Jade Collection Catalog

An enormous catalog in two volumes, entitled Investigations and Studies in Jade, was made of the collection.  The catalog, edited by Dr. Robert Lilley and assisted by R. W. Douglas, was limited to 100 numbered sets. The first eight sets were distributed to Bishop's children, two sets were sent to the Library of Congress to obtain copyright, and the rest were distributed to heads of government, libraries, and museums. Each set cost $1,800 to produce.

Many specialists contributed to the book, including: Dr. George Frederick Kunz, Dr. Stephen Wootton Bushell, Dr. William Hallock, Dr. Samuel Lewis Penfield, Dr. Harry Ward Foote, Dr. Joseph Paxton Iddings, Professor Frank Wigglesworth Clarke, Mr. Ira Harvey Woolson, Mr. Logan Waller Page, Dr. Charles Palache, Luis Valentin Pirsson, Dr.
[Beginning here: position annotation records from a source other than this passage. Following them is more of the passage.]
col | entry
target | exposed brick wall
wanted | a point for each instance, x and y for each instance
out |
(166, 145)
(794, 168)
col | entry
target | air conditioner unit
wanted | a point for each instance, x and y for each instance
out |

Henry Stephens Washington, Dr. Henry Talbot Walden, Professor L. von Jaczewski, Dr. A. B. Meyer, Dr Joseph Edkins, Dr. Ludwig Leiner, Mrs. Zelia Nuttall, Miss Eliza Ruhamah Scidmore, Dr. Franz Berwerth, Ernst Weinschenk, and Tadamasa Hayashi.

The bound volumes were 19 x 26 inches and weighed, respectively, 70 and 55 pounds. The paper used for the volumes was specially made by the Brown Paper Company, and weighed 176 pounds to the ream. The stock was a combination of pure white cotton rags and linen, and no chemicals were employed. "The illustrations were made by various processes; etchings, wood-cuts, and lithographs. The following etchers and engravers took part in the work: Walter M. Aikman (b. 1857); Charles Jean Louis Courtrv (b. 1846); Adolphe Alphonse Gery-Bichard (b. 1841); Paul Le Rat (b. 1840); Auguste Hilaire Leveille (b. 1840); Rodolphe Pignet (b. 1840); and Émile-Jean Sulpis."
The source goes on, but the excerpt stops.